Yes, I give assignments and grades. But because art is a bit more laid-back, kids tend to feel more comfortable in my room. We talk about emotions and how to represent them artistically, so we end up having a lot of really good conversations. I feel like I really get to know my students. It’s one of the things I love most about my job.
“I get to work with students one-on-one and I get to see improvement in real time.”
As a speech therapist, I do some group classes, but for the most part I work with students individually. Because of this, I get to see the gains each student makes from one week to the next. It’s so rewarding to be able to see a student improve right away. I know sometimes teachers don’t know if they’ve made a difference in a student’s life until years later, if ever. When a student is dismissed from speech, I know I’ve played a part in helping them communicate with their peers. Instant gratification!

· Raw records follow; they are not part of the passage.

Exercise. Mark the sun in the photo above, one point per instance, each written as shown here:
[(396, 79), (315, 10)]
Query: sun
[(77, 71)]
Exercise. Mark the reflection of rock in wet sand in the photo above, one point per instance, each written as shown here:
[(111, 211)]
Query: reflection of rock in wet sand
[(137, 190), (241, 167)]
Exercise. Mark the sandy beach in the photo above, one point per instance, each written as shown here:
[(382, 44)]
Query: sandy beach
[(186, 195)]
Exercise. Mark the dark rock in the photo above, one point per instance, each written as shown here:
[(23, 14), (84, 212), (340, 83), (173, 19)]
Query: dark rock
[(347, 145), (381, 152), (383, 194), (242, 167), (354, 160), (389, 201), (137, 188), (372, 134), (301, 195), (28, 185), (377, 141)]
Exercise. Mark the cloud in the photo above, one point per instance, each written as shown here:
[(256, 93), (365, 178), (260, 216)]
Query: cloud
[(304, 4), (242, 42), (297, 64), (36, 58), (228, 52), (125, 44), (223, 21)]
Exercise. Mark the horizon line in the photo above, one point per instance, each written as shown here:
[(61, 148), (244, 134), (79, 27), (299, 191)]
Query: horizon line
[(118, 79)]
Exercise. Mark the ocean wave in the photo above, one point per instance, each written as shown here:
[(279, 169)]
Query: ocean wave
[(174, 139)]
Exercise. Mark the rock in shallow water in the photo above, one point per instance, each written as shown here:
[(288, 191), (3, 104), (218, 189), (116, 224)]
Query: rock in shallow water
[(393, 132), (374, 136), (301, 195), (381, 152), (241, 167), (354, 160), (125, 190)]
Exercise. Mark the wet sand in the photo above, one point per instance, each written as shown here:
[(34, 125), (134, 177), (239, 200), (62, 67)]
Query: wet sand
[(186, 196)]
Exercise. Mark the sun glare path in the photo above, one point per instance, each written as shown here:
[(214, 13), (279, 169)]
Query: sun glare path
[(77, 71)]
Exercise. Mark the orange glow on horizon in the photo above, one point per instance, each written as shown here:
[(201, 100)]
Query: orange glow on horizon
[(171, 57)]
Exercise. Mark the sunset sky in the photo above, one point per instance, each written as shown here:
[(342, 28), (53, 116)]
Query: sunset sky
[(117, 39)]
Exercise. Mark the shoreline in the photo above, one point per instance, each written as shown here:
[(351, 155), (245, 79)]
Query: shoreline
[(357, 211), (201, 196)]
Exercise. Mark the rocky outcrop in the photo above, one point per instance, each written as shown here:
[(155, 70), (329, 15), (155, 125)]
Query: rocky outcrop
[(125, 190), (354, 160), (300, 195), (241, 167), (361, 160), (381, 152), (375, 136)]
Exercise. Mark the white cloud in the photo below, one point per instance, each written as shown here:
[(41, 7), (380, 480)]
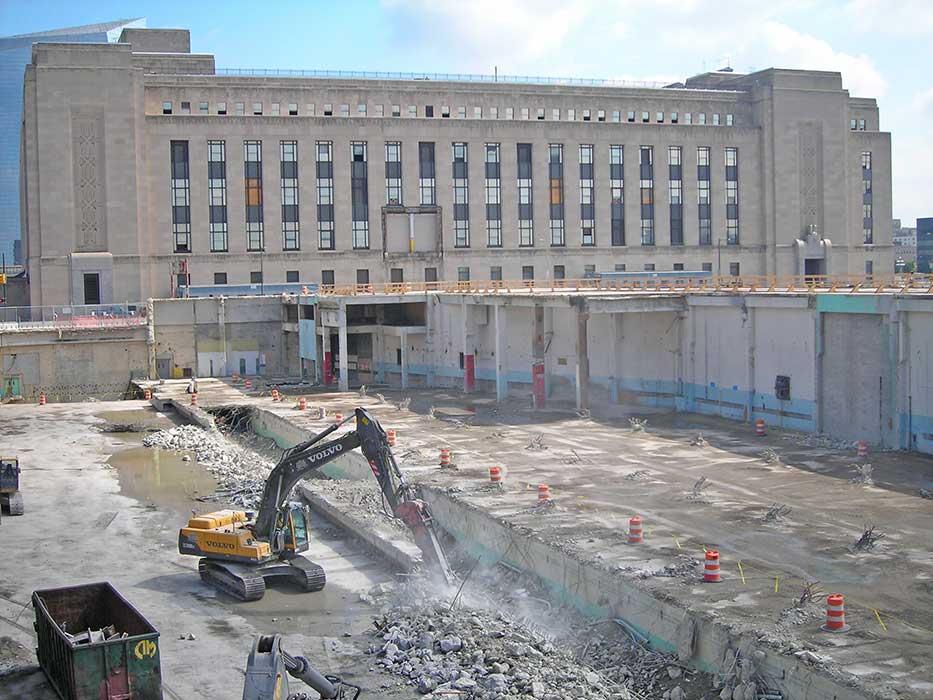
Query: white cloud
[(492, 31), (912, 18)]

Why Being a Unicorn Teacher Is Tough
“It can be really lonely.”
I’m the only world language teacher in my school (I teach eighth grade). While I definitely have teacher friends and colleagues and genuinely love what I do, it’s definitely lonely at times. My least favorite days are professional development days when they ask departments to work together. I usually get lumped in with the English Department and just sort of listen to whatever they’re talking about. Sometimes I wish I could just use the time to work in my classroom, grading papers or planning my next unit, but I also know that if I did that, I’d never really get to know the other teachers. It’s hard.
“Our needs are never prioritized.”
When it comes down to budget, I know I’m not going to get new gym equipment before the math, science, and English departments get what they need. I understand that those programs are important, but it stinks when I see some great and innovative ways to get kids excited about physical fitness that I know my school will never invest in. I spend a lot of time repairing old equipment and searching the internet for ideas that don’t require money or resources.

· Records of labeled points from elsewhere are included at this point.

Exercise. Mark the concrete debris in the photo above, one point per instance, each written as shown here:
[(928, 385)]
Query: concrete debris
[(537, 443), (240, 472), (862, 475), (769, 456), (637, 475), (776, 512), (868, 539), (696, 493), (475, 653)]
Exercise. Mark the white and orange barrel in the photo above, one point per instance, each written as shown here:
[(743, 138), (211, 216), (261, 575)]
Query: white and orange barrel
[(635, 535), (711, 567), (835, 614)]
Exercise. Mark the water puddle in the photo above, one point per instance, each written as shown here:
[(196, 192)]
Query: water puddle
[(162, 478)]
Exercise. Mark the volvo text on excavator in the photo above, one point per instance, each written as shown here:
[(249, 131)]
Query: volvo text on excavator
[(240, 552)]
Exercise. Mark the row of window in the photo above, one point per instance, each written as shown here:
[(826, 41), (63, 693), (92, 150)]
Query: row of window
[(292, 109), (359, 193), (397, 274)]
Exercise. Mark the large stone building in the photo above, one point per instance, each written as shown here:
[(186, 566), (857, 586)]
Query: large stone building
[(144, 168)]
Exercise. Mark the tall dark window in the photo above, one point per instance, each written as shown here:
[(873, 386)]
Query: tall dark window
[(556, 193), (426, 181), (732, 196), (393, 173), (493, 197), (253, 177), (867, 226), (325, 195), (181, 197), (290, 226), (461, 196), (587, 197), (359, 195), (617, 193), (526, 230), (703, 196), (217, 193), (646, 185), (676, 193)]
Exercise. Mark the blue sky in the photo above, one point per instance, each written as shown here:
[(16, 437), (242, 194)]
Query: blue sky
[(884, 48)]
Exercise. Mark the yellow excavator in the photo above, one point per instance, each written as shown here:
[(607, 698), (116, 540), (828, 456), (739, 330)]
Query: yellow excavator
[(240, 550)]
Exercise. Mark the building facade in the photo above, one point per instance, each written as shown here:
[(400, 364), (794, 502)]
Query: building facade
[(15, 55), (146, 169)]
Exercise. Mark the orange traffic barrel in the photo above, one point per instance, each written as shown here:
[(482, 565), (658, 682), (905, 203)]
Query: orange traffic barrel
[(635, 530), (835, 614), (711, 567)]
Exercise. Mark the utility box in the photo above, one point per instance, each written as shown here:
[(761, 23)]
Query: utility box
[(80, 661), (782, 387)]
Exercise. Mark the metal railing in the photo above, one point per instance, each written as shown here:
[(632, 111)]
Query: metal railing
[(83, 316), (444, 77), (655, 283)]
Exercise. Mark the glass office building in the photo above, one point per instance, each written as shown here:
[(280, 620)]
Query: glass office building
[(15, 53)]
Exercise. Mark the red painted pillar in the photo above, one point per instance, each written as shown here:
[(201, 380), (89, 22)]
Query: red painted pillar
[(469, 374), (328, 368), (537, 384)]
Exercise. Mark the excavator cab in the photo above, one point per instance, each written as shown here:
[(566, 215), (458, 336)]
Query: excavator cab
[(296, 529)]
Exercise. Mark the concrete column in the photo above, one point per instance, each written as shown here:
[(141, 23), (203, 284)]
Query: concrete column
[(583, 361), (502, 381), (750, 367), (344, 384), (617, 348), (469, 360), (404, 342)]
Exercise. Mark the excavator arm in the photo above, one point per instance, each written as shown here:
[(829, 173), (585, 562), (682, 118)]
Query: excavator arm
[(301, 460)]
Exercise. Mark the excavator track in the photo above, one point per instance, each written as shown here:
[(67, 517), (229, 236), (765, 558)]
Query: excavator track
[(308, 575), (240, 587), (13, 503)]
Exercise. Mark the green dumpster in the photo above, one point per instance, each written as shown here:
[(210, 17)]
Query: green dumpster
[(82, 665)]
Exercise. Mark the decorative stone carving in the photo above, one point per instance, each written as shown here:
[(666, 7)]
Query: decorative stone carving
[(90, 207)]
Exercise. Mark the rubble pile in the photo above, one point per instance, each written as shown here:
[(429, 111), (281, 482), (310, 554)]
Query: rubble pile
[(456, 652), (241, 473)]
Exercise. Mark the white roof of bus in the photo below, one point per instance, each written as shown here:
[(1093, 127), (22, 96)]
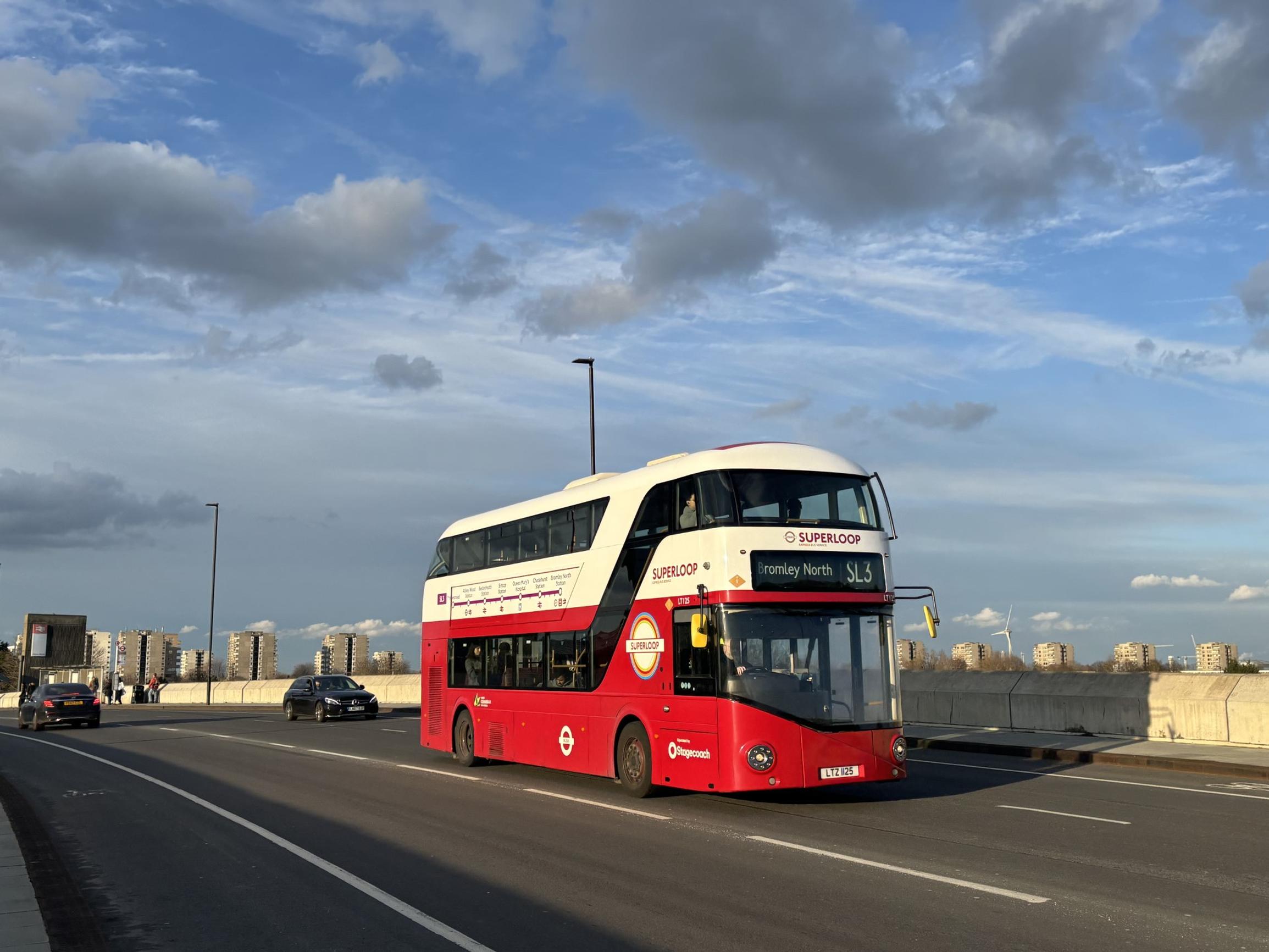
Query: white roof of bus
[(742, 456)]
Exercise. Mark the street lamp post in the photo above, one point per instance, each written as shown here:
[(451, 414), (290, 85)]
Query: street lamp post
[(590, 363), (211, 624)]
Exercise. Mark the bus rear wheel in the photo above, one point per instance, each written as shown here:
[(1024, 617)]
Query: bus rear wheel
[(465, 740), (635, 761)]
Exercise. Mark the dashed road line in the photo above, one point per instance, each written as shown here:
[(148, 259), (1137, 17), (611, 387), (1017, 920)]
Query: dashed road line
[(1059, 813), (906, 871)]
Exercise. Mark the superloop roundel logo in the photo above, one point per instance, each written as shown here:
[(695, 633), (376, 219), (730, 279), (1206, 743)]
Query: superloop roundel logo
[(645, 646)]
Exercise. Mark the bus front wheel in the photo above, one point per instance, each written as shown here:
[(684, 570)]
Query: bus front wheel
[(465, 739), (635, 761)]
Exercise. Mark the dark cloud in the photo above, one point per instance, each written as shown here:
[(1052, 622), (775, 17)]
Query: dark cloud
[(853, 417), (217, 344), (960, 417), (140, 206), (485, 273), (818, 103), (396, 371), (608, 221), (80, 508), (1224, 84), (729, 235), (135, 286), (1254, 291), (783, 408)]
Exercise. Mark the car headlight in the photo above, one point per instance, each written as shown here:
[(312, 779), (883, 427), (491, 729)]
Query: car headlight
[(899, 749), (761, 757)]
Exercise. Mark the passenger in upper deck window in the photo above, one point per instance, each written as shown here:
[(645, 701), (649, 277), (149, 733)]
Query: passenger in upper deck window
[(688, 517)]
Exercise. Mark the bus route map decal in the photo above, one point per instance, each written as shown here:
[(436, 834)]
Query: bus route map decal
[(645, 646), (541, 592)]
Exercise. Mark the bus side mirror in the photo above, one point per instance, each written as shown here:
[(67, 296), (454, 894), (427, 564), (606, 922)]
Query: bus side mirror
[(700, 631)]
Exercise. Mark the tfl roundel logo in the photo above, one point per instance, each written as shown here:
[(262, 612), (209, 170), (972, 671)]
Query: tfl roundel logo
[(645, 646)]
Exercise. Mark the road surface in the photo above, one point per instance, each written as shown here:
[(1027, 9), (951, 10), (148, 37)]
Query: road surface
[(204, 831)]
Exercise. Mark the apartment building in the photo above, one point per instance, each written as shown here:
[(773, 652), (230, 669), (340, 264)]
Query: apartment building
[(98, 647), (253, 655), (912, 654), (1215, 655), (142, 651), (1054, 654), (193, 664), (1134, 654), (350, 653), (972, 653)]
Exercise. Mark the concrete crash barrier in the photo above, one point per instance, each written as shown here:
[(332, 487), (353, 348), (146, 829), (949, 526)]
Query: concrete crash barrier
[(967, 699), (1190, 706), (1248, 709), (1082, 702)]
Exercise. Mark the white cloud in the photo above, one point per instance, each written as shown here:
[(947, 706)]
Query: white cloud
[(987, 618), (1245, 593), (381, 64), (1181, 582), (1055, 621), (374, 627), (197, 122)]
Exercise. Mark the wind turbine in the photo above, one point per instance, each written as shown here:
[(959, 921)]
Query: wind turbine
[(1007, 633)]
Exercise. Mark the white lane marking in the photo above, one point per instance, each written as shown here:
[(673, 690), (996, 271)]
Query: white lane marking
[(334, 753), (443, 773), (597, 802), (1079, 777), (433, 926), (1059, 813), (948, 880)]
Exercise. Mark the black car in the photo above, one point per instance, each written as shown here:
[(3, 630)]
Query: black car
[(60, 704), (326, 696)]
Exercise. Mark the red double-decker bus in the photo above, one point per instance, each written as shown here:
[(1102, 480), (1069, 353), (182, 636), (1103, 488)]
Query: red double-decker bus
[(716, 621)]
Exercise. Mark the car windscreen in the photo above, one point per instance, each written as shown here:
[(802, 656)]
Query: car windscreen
[(337, 684)]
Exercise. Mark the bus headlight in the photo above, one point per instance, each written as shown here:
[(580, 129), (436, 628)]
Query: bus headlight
[(761, 757)]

“Not being considered a ‘core subject’ gets old really quickly.”
If we’re just talking definitions, something “core” is something that is the “central or most important part of something.” So where does that leave everyone who doesn’t teach a “core” subject? I understand that because of state testing, it’s important to focus on English, math, and science, but it gets really frustrating conversation to hear your area of expertise continually diminished or pushed to the side in meetings and meetings. We may not be “core,” but that shouldn’t mean we aren’t considered a vital part of the school community that plays just as an important role for many of our students.
“I feel like sometimes I’m not taken as seriously as a teacher.”
As the Family and Consumer Sciences teacher in my school, I feel like sometimes I’m not really viewed as a “real” teacher. Some students don’t seem to take me or my assignments seriously, and I frequently have to remind them that this is a class just like any other. Just because we cook or sew doesn’t mean you can slack off and do nothing. Adults can be even worse. I can’t tell you the number of times I’ve heard a fellow teacher say something like, “I wish I could just cook brownies with the kids all day long.” It’s really dismissive of my degree and the amount of time and effort I put into planning lessons that teach students important life skills. Frankly, I’ve never needed to explain how plant cells and animal cells differ since leaving high school. No one has asked me to write an essay explaining the theme of a novel I just finished reading either. But I have had to double a recipe and resew a button. And that’s what I teach.
“They’re not just my kids, and I don’t have a magic wand.”
As an ESL teacher, I can’t even count the number of times I’ve heard the words “one of your kids.” It usually happens while a teacher is complaining about a student struggling in their room. And for the most part, I understand. It can be challenging to work with students who are learning the language and it is definitely my job to support teachers while they do that important work. But it often feels like the other teachers expect me to magically “fix” students. It doesn’t work that way and it stinks not really having anyone in my building who understands that.